Before: WALKER, JACOBS, Circuit Judges, and CARMAN, Chief Judge United States Court of International Trade, sitting by designation. *

CARMAN, Chief Judge.

BACKGROUND

On February 22, 1992, Mrs. " " gave birth to her son "E.M.". Around the time of his second birthday, Mr. and Mrs. " " became increasingly concerned about "E.M." 's development. "E.M." 's ability to speak was very slow to develop and he had very little language comprehension. Based on these symptoms and concerns, Mrs. " " made arrangements to have "E.M." evaluated by a developmental pediatrician and other specialists affiliated with the New York City Early Intervention Program. "E.M." was examined on July 26 and 27, 1994 by a developmental pediatrician, a speech and language pathologist, and a psychologist at New York Hospital, Cornell Medical Center. Following their examination, the specialists diagnosed "E.M." as being afflicted with Developmental Delay and secondarily with Pervasive Developmental Disorder, more commonly known as autism. This diagnosis qualified "E.M." for early intervention services under New York law.
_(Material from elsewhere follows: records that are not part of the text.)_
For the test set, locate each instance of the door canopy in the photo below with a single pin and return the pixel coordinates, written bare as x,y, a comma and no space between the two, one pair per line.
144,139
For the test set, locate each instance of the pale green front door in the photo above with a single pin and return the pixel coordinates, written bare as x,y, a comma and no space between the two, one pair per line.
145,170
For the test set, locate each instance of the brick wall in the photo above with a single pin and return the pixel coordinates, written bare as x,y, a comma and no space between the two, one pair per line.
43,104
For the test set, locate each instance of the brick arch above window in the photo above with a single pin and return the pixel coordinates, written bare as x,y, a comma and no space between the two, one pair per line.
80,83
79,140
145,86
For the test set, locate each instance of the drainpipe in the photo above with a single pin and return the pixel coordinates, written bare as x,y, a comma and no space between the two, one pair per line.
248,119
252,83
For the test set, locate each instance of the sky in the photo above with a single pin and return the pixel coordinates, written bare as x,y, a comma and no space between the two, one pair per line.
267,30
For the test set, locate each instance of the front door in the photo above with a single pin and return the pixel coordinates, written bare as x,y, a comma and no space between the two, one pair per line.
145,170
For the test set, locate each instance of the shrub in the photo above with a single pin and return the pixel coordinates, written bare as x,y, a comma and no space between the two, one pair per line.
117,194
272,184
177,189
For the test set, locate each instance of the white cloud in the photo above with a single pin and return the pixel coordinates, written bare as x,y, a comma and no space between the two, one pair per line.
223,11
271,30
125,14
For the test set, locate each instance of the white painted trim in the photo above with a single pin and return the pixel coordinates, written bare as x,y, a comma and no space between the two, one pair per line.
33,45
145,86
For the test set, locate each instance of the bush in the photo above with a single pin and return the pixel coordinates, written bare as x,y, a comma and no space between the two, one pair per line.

Following this diagnosis, an Individualized Family Service Plan (IFSP) was drafted to establish goals for "E.M." 's treatment and to specify how much and what types of treatment he would receive through the Early Intervention Program. During the preparation of "E.M." 's IFSP, Mrs. " " requested that "E.M." receive Applied Behavioral Analysis (ABA) as part of his treatment. Dr. Evelyn Lipper, a developmental pediatrician who examined "E.M." to determine his eligibility for early intervention services, recommended to Mr. and Mrs. " " that "E.M." receive ABA therapy. Mrs. " " 's request for ABA was not accommodated, however, because the New York City Early Intervention Program did not provide ABA therapy to autistic children under the age of three years old. Instead, "E.M." 's IFSP provided for five hours of treatment per week at the Child Development Center (CDC), a state-approved provider of early intervention services. The five hours of treatment consisted of social work in parent-child groups, special instruction in group and individual settings, and speech therapy.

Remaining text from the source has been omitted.